Design and implement comprehensive observability strategies—structured logging, distributed tracing, and metrics—so that you can localize any failure mode in production.
Develop dashboards that give engineers, on-call responders, and partners genuine operational insight into system health—not just uptime pings, but meaningful golden signals and business-relevant Goals.
Define and tune alerting strategies that are signal-rich and noise-poor—ensuring you wake on-call engineers for relevant events, not symptoms of unrelated upstream noise.
Champion observability as a design constraint, ensuring you instrument new services and that you make telemetry quality part of every code review and launch checklist.

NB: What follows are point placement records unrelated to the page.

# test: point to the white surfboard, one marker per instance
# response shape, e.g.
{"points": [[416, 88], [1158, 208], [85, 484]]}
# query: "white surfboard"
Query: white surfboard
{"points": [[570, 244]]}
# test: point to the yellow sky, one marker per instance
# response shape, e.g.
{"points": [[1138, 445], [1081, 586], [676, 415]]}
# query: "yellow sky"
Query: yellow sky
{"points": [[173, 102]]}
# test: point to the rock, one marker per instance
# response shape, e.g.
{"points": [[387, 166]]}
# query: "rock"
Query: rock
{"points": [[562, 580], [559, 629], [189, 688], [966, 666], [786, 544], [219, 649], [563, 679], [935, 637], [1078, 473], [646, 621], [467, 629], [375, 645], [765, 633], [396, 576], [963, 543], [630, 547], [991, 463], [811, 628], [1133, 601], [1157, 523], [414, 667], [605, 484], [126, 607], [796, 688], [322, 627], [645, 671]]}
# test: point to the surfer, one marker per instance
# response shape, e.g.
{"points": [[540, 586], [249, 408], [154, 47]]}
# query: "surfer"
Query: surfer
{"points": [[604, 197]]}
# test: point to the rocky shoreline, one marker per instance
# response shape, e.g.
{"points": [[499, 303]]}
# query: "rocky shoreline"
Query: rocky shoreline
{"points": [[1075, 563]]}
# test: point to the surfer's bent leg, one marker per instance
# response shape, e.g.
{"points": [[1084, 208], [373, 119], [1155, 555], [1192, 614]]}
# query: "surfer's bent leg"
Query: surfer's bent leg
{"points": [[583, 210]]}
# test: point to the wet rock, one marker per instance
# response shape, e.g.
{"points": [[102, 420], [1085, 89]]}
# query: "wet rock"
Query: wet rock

Design systems that can sustain peak commercial volumes—seasonal traffic spikes, flash sales, and global expansion—without degraded experience or unplanned downtime.
Apply scalability patterns: asynchronous messaging, event sourcing, CQRS, caching strategies, database sharding, and graceful degradation, selecting the right tool for each problem.
Conduct and lead capacity planning exercises, load testing, and performance profiling—translating production data into informed infrastructure and architectural decisions.
Be the senior technical resource during complex production incidents—methodically narrowing hypotheses, leading war rooms, and restoring service while preserving forensic evidence for root cause analysis.
Facilitate blameless post-incident reviews (PIRs) that produce durable improvements—not just immediate fixes, but systemic changes that reduce the likelihood or impact of recurrence.
Develop institutional troubleshooting knowledge: document failure modes, known issues, and diagnostic techniques so the entire team grows more capable with each incident.
Partner with product managers, architects, and other engineers to translate our requirements into clear, achievable technical roadmaps—bridging the gap between strategy and implementation.
Mentor and level up mid-level engineers through hands-on code review, design feedback, pairing sessions, and direct coaching—building engineering depth across the OMS team.
Stay current with industry trends in distributed systems, event-driven architecture, and operational tooling—bringing informed perspectives on when to adopt new approaches versus doubling down on patterns.